The writ dissuaded folks from visiting any sick person and to “make funerals private.” Any person caught violating the order was to be “punished with a fine of not more than $100 or by imprisonment not exceeding one month or both at the discretion of the court.”
While Stroudsburg and East Stroudsburg had the most cases of the flu (given the density of their populations), other areas in Monroe County were affected. Cherry Valley had “quite a few cases,” while families in the Smithfield Township area were “sorely affected.” The Bogert family of 11 reportedly was in “critical condition” and the Van Why family of seven was in “serious condition.”
By October 7, the Board of Health set up emergency hospitals to care for the high number of infected residents. The Fulmer Hotel in Stroudsburg, the Prospect House in East Stroudsburg, and The Maples in Bushkill all served as makeshift care facilities.
The constant need for medical professionals to care for sick patients was so great and the increase in cases was so alarming that doctors were unable to see every ill person. The establishment of these centralized facilities provided local country doctors some relief from trying to travel throughout the county to see their patients, and the “hospitals” provided the greatest opportunity for those afflicted to receive medical attention. Two doctors and four nurses were sent to the Monroe County emergency hospitals by the state. Doctors and nurses from the Scranton area as well as from Bangor traveled to Monroe County to assist with the high number of cases.
Others assisted the ill in different ways. The Van Etten Company’s truck was “pressed into service” to serve as an ambulance, the Lackawanna Railroad agreed to ship a “large amount of gauze” in a freight car, and the Red Cross pledged to ship face masks “as each and every person [was] requested to wear one.”
October 10 saw the first signs of the flu outbreak’s subsidence. Fewer cases were reported than had been in the previous several days. Doctors were able to be relieved, and hospital beds began to empty. One hundred new cases were reported, but that number was down from the 200-350 daily cases that had been typical over the previous weeks. By this time, there were only 3,500 active cases of the flu reported in the county.
As the reported cases of the flu began to dwindle, residents were encouraged to fumigate their homes and businesses. An instruction guide from the state Department of Health as to the proper method to fumigate an area was to add “one pound of sulphur to a room to be placed in an old kettle and that must be placed in a tub of water. The sulphur is then lighted and the room closed tight and kelp closed for six hours.”

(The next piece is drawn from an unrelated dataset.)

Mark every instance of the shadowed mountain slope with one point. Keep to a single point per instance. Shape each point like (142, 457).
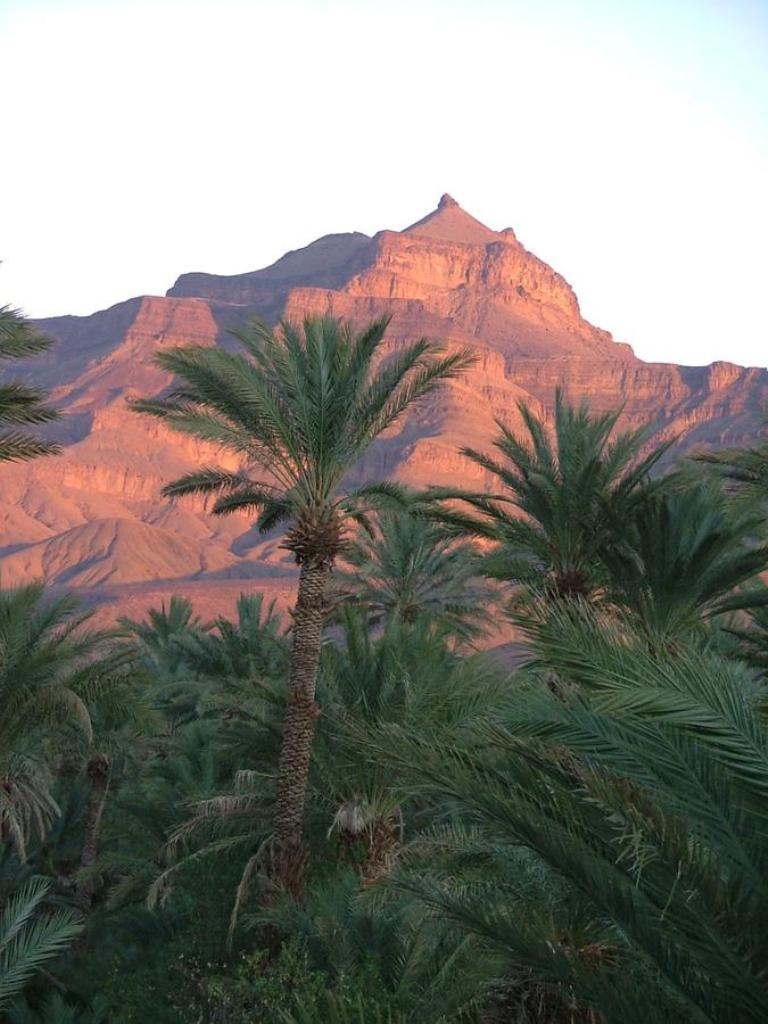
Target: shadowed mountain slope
(93, 517)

Six weeks following the first reported cases of the deadly Flu of 1918 in Monroe County, the quarantine was lifted. On November 3, church services were once again held to record attendance, and by November 5, most local businesses were able to re-open, including the saloons. Across the state, it was reported that 1,429 people died from the influenza.
The Flu of 1918 was deadly for Monroe County residents. It is recorded that every person had a family member, or knew of a fellow resident, who had died from complications of the virus. The pastor of the East Stroudsburg Methodist Church officiated 36 funerals in 14 days. The Grace Lutheran Church pastor held 14 funerals throughout the outbreak; four of those were for children.